Lecture_Notes/articles/Akash Articles/md/Kruskal's Algorithm.md
2020-05-19 03:31:09 +05:30

10 KiB

Kruskal's Algorithm

Suppose, You are running a company with several offices in different cities. Now, you want to connect all the offices by phone lines. Different networking companies are asking for different amount of money to connect different pairs of offices.

enter image description here *Comp is an abbreviation of Company.

Now, how will you figure out the way with minimum cost?

Well, this problem can be solved by using classical algorithms to find the minimum spanning tree for the given graph.

What is the "Minimum Spanning Tree" ? and even before that, what is a "Spanning Tree"?

Spanning Tree (ST)

Spanning Tree for a given undirected graph is a subgraph, which is a tree that includes every vertex of a graph with minimum possible number of edges.

Quiz Time

Q.1 What is the minimum possible number of edges that can connect all the vertices of the undirected graph having |V| vertices?

Answer: |V|-1

Q.2 Find one ST for the following graph.enter image description here Answer: Dark lines represents the spanning tree which is not unique. enter image description here

Minimum Spanning Tree (MST)

Minimum Spanning Tree is the Spanning Tree with minimum cost.

Here the cost has different meanings for different kinds of problem. For example, In the above stated problem, cost is the money asked by different companies.

Quiz Time

Find the MST for the given graph. enter image description here

Answer: enter image description here

Note: Here we are talking about an undirected graph because directed graph may or may not have ST. See the image below:

enter image description here

For a directed graph to have a ST, there must be a vertex (say "$root$") from which we can reach to every other vetex by directed paths.

How can you find a MST for an undirected graph?

Brute Force

One basic idea is to find all the paths which are using exactly |V| - 1 edges and including all |V| vertices - find all ST of a graph.

Take the minimum cost path(ST) which will be the MST for a given graph.

This process can lead to exponential time complexity, because in order to find all possible paths we have to spend exponential time in a very dense graph.

We have an elegant algorithm to solve MST finding problem very efficiently.

Terminologies and notes:

  1. Connected component is a subgraph of a graph, which has a path between every pair of vertices in it. And each of the path uses no additional vertices outside of this subgraph.
  2. At the start of the algorithm, each vertex is representing different component on their own.
  3. Unifying two connected components results into one connected component, having all the vertices of both components.

Kruskal's Algorithm

Kruskal's Algorithm is a greedy algorithm, which chooses the least weighted edge from the remaining edges at each step of the algorithm, to find the overall minimum weighted spanning tree.

Algorithm

  1. Sort the array of the edges, by the weights of the edges.

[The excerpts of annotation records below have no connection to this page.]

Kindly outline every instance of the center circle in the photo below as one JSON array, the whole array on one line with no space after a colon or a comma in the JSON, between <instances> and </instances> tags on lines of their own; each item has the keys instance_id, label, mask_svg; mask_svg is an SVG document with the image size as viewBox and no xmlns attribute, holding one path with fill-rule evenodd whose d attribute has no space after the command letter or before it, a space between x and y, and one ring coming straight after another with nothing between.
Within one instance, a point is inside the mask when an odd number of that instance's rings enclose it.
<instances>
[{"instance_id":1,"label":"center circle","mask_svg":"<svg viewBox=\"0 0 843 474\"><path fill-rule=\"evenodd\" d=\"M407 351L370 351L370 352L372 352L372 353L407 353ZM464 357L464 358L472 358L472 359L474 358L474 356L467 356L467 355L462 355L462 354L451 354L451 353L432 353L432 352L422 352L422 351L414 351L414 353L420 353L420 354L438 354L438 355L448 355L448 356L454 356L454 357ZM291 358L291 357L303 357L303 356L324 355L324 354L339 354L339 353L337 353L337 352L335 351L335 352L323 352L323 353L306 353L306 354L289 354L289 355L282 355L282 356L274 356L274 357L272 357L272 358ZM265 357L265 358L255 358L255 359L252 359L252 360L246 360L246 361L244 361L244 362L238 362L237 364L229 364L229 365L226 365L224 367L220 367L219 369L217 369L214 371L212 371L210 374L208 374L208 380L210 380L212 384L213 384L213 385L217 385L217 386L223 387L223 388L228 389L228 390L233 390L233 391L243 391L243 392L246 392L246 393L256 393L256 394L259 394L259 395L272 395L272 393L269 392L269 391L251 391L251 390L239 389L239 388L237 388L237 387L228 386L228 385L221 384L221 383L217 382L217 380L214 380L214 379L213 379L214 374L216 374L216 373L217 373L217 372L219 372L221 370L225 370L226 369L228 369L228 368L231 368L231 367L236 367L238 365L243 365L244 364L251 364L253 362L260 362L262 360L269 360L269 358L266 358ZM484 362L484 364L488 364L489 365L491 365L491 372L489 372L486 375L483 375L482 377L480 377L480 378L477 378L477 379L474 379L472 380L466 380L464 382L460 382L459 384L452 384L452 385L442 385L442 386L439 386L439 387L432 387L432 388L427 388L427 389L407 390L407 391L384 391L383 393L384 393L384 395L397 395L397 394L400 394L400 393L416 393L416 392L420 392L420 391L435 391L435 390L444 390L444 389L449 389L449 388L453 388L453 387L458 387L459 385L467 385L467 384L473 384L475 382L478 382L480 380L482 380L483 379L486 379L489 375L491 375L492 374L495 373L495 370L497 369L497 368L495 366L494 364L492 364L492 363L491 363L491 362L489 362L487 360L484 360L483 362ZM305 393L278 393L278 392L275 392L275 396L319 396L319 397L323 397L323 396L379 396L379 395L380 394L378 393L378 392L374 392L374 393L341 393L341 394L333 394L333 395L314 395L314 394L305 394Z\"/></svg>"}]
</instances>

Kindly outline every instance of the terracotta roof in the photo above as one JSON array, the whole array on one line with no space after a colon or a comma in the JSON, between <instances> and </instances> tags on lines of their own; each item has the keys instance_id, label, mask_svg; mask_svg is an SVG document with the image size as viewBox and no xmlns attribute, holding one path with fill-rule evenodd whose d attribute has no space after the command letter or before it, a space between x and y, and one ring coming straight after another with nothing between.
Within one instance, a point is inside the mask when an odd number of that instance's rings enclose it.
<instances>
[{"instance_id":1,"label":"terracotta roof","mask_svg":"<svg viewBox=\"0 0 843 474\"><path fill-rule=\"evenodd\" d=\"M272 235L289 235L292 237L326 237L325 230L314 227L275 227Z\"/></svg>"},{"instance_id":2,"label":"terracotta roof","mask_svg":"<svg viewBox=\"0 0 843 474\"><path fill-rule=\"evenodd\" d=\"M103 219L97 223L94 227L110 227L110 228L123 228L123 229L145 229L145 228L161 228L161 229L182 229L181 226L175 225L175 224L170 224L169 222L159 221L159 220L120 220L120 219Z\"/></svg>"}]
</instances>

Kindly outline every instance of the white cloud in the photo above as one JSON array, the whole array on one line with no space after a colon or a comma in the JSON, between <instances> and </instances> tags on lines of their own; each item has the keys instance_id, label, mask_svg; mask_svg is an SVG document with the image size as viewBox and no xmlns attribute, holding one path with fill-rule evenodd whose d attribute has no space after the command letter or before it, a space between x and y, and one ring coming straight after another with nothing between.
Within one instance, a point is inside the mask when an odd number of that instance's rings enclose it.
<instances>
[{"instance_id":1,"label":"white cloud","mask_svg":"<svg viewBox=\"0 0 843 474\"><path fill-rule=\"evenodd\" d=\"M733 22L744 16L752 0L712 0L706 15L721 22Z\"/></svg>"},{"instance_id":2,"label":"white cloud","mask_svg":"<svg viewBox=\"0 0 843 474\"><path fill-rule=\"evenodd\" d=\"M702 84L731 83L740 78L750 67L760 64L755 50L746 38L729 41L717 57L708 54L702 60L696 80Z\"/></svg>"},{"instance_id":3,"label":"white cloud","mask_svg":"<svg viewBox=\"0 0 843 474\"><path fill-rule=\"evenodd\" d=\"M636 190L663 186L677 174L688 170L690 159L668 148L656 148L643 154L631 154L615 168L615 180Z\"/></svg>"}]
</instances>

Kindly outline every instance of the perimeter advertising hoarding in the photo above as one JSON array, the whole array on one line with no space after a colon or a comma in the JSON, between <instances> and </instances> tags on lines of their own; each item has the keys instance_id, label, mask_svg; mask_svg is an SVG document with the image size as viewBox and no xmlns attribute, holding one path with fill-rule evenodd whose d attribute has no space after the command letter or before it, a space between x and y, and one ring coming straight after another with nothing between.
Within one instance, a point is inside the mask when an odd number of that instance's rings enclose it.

  2. Now, loop over this sorted array.

    If the edge is connecting two vertices which are not already in the same connected component, then add that edge in the list of MST edges. And also unify both of the components.

  3. When all |V| vertices are added in the tree, then stop the algorithm. Now this tree represents MST for a given graph.

At the end of the algorithm there will be only one connected component, which includes each vertex of the graph.

Visualization enter image description here

enter image description here enter image description here

same Connected component thing enter image description here

Are you wondering how we will do the step 2 of the algorithm? Which is to find whether two vertices are already connected.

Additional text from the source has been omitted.